In [1]:
import pandas as pd
import numpy as np

# Marginal structural models, frequentist approach
## IPTW based MSM
This is a python conversion of Andrew Heiss' blog post on IPTW based MSM's here: https://www.andrewheiss.com/blog/2020/12/03/ipw-tscs-msm/
Andrew's generated data will be used. The dataset simulates the effects of the 6-hour working day policy (binary treatment) on happiness in several (fake) countries. The underlying DAG is this: https://www.andrewheiss.com/blog/2020/12/03/ipw-tscs-msm/index_files/figure-html/dag-complex-1.png

Here, our goal is to get an estimate for the instantaneous (same year) effect on happiness of having instituted a 6-hour work day vs not having insituted this policy.

### Load data
After loading the data, a preprocessing step to filter out countries that never adopt the new policies. This is because of math issues when treatment remains unchanged. This could be helped with zero-inflated modeling of the IPW instead of plain logistic regression.

In [2]:
data = pd.read_csv('https://www.andrewheiss.com/blog/2020/12/03/ipw-tscs-msm/happiness_data.csv')
policy_data = data[data["country"].isin(data[data["policy"] == 1].country)].reset_index(drop=True).copy()

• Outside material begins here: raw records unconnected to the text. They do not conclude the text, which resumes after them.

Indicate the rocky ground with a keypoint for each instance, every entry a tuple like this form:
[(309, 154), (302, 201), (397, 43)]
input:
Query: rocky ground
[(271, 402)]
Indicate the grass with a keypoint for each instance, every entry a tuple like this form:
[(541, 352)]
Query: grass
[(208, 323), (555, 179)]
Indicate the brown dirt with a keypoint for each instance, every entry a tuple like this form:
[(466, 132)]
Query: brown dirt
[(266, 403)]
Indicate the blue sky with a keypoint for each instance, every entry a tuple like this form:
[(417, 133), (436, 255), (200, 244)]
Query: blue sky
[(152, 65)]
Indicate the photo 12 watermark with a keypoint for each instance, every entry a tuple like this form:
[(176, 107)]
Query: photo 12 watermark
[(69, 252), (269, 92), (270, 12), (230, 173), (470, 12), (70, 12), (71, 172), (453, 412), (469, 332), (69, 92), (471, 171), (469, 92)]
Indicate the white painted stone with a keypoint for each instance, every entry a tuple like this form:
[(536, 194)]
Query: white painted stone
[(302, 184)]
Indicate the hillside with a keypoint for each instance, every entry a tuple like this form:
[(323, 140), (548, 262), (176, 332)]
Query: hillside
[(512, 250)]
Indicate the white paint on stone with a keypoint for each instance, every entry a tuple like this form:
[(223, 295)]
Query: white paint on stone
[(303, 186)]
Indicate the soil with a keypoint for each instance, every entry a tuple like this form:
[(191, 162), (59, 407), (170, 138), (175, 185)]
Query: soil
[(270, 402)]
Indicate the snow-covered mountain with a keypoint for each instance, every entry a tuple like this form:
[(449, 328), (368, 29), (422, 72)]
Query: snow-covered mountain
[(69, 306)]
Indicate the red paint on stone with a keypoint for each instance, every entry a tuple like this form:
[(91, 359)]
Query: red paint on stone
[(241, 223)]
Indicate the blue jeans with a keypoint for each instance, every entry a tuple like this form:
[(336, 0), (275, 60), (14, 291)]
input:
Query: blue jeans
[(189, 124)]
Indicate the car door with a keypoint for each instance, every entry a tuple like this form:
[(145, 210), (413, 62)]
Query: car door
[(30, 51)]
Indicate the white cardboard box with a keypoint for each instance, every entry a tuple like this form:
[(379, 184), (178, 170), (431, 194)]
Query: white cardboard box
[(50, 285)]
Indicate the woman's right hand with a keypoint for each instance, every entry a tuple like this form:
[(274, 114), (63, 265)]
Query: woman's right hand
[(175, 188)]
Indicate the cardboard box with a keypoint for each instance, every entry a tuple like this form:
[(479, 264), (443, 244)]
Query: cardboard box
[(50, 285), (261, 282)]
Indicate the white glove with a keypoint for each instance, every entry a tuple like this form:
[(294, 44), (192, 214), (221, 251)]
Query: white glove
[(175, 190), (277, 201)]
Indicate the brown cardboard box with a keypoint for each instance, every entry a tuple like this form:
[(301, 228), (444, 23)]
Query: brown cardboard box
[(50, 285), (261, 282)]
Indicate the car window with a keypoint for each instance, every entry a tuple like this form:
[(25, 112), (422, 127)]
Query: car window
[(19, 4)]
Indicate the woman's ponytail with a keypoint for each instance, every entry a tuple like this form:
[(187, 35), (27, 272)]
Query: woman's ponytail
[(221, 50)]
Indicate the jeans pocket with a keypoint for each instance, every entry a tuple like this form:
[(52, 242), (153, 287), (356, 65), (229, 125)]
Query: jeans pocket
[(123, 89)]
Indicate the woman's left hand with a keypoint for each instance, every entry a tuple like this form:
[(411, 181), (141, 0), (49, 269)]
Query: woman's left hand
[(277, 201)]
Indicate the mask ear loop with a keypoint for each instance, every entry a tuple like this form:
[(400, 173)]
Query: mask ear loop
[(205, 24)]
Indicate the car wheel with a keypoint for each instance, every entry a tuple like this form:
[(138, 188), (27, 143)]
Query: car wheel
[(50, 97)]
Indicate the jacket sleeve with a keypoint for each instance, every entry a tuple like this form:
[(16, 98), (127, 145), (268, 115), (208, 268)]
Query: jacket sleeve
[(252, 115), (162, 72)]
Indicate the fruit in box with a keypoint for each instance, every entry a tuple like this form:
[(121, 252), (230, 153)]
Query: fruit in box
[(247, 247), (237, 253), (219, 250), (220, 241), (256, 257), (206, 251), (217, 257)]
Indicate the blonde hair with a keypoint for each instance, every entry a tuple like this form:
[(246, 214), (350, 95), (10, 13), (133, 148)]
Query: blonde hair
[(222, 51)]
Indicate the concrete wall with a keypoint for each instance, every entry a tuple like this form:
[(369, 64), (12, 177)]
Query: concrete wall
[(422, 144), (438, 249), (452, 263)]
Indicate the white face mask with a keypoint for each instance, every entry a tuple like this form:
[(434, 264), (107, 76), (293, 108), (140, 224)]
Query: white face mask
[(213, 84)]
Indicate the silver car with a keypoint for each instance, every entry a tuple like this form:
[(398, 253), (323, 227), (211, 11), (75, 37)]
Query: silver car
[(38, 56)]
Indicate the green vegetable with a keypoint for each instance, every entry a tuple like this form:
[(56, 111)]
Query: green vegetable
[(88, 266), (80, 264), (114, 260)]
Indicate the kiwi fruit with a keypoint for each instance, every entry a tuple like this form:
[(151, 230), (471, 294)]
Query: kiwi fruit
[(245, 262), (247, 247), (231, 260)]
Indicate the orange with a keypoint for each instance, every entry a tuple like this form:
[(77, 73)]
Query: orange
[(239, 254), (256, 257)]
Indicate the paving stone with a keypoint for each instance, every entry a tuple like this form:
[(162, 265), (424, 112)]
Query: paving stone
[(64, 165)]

## Binary treatment MSM/IPTW
### How and why IPTW works
Nicely explained here: https://www.youtube.com/watch?v=PfLYPt9ur4g

If $Z$ is a set of variables that completely explain the confounding, then we have conditional exchangeability given $Z$. I.e. within levels of $Z$ the observation of treatment groups $A$ and their respective outcomes can be used to easily calculate the potential outcomes. Imagine a situation with only binary confounds, treatments and outcomes. To calculate the treatment effect we need to calculate the outcomes if all individuals recieved treatment or not, within groups.

So, for example, in group $Z=0$ we need to calculate the number of successes/failures if all 40 did get the treatment. Since 0.7 of the treated see success, we would end up with another 7 successes and three failures. We get this exact result if we just multiply the number of successes/failures in the treatment group by multiplying the inverse probability of receiving treatment within this strata of $Z$! The same is applied to group $Z=1$.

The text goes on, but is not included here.